First, a few simple and well-known truths.

1. US GDP is ~$14.3 trillion. Health care expenditures are ~$2.4 trillion, or between 16 and 17 percent of GDP.

2. The French spend roughly half that, per capita, on health care, with statistically superior results [the French, on average, are healthier and live longer].

3. Insurance schemes depend for their viability on spreading the insured risks across a large population of at-risk individuals. The better able the insurer is to exclude from the insured population especially vulnerable individuals, the more profitable the scheme. [If I could persuade people in Denver to buy insurance against coastal flooding, while denying the same insurance to residents of New Orleans, I could get rich quick.]

4. In part as a consequence of decisions taken just after the end of World War II, employed Americans have by and large for the past two-thirds of a century received health insurance as a fringe benefit of their employment, a fact that leaves them especially vulnerable should they change jobs or lose their jobs.

5. Finally, and most important of all, regardless of the wisdom or unwisdom, efficiency or inefficiency, of a set of social arrangements, once those arrangements are put into place, their replication lays down objective physical and organizational structures to which everyone adapts, making any sort of change, even one that is manifestly an improvement, especially difficult to carry out.

Since this last point is the most important of the five, a bit of illustration and discussion may be in order.

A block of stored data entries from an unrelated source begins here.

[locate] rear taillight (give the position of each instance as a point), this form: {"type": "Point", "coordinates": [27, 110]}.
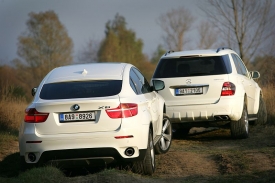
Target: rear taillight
{"type": "Point", "coordinates": [228, 89]}
{"type": "Point", "coordinates": [124, 110]}
{"type": "Point", "coordinates": [33, 116]}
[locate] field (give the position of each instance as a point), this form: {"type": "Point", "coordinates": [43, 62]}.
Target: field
{"type": "Point", "coordinates": [199, 157]}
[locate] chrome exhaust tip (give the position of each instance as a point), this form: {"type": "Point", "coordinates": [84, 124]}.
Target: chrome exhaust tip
{"type": "Point", "coordinates": [129, 151]}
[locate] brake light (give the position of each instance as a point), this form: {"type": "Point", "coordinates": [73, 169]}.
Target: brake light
{"type": "Point", "coordinates": [33, 116]}
{"type": "Point", "coordinates": [124, 110]}
{"type": "Point", "coordinates": [228, 89]}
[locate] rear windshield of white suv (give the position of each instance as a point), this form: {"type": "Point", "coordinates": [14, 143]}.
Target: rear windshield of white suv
{"type": "Point", "coordinates": [193, 66]}
{"type": "Point", "coordinates": [80, 89]}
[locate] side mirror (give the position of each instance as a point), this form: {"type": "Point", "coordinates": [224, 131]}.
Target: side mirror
{"type": "Point", "coordinates": [158, 85]}
{"type": "Point", "coordinates": [34, 91]}
{"type": "Point", "coordinates": [254, 74]}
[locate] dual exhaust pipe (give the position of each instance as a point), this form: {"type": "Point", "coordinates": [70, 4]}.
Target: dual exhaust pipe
{"type": "Point", "coordinates": [221, 118]}
{"type": "Point", "coordinates": [129, 151]}
{"type": "Point", "coordinates": [31, 157]}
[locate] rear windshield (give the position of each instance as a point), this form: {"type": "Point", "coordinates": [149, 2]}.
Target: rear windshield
{"type": "Point", "coordinates": [83, 89]}
{"type": "Point", "coordinates": [192, 66]}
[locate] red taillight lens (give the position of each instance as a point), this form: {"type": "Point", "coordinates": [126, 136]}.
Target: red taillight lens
{"type": "Point", "coordinates": [33, 116]}
{"type": "Point", "coordinates": [124, 110]}
{"type": "Point", "coordinates": [228, 89]}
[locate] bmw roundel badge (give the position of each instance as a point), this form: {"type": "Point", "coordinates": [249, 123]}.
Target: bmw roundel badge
{"type": "Point", "coordinates": [76, 107]}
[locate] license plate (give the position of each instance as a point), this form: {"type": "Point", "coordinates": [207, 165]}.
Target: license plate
{"type": "Point", "coordinates": [74, 117]}
{"type": "Point", "coordinates": [188, 91]}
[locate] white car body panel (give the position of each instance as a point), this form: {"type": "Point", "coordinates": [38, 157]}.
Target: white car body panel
{"type": "Point", "coordinates": [204, 107]}
{"type": "Point", "coordinates": [53, 136]}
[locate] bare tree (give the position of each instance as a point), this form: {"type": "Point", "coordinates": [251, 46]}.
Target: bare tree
{"type": "Point", "coordinates": [89, 53]}
{"type": "Point", "coordinates": [208, 35]}
{"type": "Point", "coordinates": [45, 45]}
{"type": "Point", "coordinates": [246, 24]}
{"type": "Point", "coordinates": [176, 23]}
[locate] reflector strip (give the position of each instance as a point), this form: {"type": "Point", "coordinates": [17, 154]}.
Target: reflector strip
{"type": "Point", "coordinates": [124, 137]}
{"type": "Point", "coordinates": [34, 142]}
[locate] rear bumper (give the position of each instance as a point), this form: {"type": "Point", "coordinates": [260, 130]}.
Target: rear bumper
{"type": "Point", "coordinates": [84, 157]}
{"type": "Point", "coordinates": [85, 147]}
{"type": "Point", "coordinates": [227, 106]}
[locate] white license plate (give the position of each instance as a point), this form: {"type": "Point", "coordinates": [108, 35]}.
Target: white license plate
{"type": "Point", "coordinates": [74, 117]}
{"type": "Point", "coordinates": [188, 91]}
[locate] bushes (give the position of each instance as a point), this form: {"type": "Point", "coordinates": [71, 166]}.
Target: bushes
{"type": "Point", "coordinates": [269, 97]}
{"type": "Point", "coordinates": [12, 107]}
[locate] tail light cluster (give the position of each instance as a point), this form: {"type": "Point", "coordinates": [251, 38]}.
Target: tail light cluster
{"type": "Point", "coordinates": [124, 110]}
{"type": "Point", "coordinates": [228, 89]}
{"type": "Point", "coordinates": [33, 116]}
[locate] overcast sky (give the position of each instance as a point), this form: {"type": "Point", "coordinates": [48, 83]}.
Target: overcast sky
{"type": "Point", "coordinates": [86, 19]}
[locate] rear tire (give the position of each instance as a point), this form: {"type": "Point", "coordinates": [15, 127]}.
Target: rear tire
{"type": "Point", "coordinates": [240, 128]}
{"type": "Point", "coordinates": [262, 113]}
{"type": "Point", "coordinates": [164, 143]}
{"type": "Point", "coordinates": [147, 165]}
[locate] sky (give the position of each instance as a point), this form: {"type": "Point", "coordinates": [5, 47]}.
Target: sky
{"type": "Point", "coordinates": [85, 20]}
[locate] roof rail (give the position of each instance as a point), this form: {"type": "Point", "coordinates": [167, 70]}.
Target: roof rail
{"type": "Point", "coordinates": [168, 52]}
{"type": "Point", "coordinates": [222, 48]}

Three generations ago, the United States gave up on trolley cars and trams [thanks in large part to the fore-sighted and self-interested intervention of General Motors], and opted instead for the family car and a magnificent system of interstate highways. This made possible the hollowing out of the inner city, the growth of suburbs and exurbs, and the concomitant redistribution of work places and shopping centers. Anyone who has spent time in a large European city might come to the conclusion that these were, after all, unwise choices, but to reverse course and try to create European style cities in the United States, pedestrian malls to the contrary notwithstanding, would literally require reconstructing the housing stock of the nation. Apartments in Paris are smaller than those in New York because Parisians expect to spend a good deal more time in public spaces, -- cafes, public squares, promenades, and the like. There are deeply entrenched interests that would be damaged by any attempt fundamentally to alter the structure and functioning of the American city. And it is the residents of the cities, not just the real estate developers and merchants and such, whose interests would be affected.

Our health care system is an enormous structure that funnels into the pockets of millions of health care providers and associated persons roughly a trillion dollars a year more than the objective health needs of the population require. Because of the employment-linked system for providing health care, insurers have been able to exclude many of the most at-risk individuals in the society, thereby making the provision of health insurance vastly more profitable. As many as three-quarters of all Americans profess themselves satisfied with their health insurance and health care.

The entrenched resistance to health care reform, from consumers as well as from providers, has for a long time been so great that it has made serious reform impossible. This, rather than the mismanagement by Hillary Clinton eighteen years ago, is what doomed the last serious effort.

So, what is different now? Two things:

1. The cost of providing some form of health insurance to employees is now making corporations uncompetitive in the world market. The collapse of the U. S. auto industry is only the most visible and dramatic instance of this truth. The huge health care industry is of course still resistant to change, but large though it is, it is dwarfed by the segments of the American corporate world for whom a reduction of health care costs is now essential.

2. The deep recession that we are now in, with real unemployment plus underemployment running at close to 20%, threatens the entrenched interests of that segment of the working population that has, until now, been satisfied with its insurance and care. Too many people now face the prospect of a loss of health insurance, and even bankruptcy.

In this environment, Obama’s extraordinary political skills will, I am convinced, suffice to achieve some major reform of the health care system. Once that reform has been locked into place – according to the most recent political reports, by October 1 of this year -- the chances for further improvement will be nil for at least a generation. Many of us on the left, and indeed many others as well, will be disappointed with the outcome. The new system will not be a single-payer system, it will not achieve the savings demonstrated by the European models, and although it will improve the health of Americans, it will not pull us even with nations like France.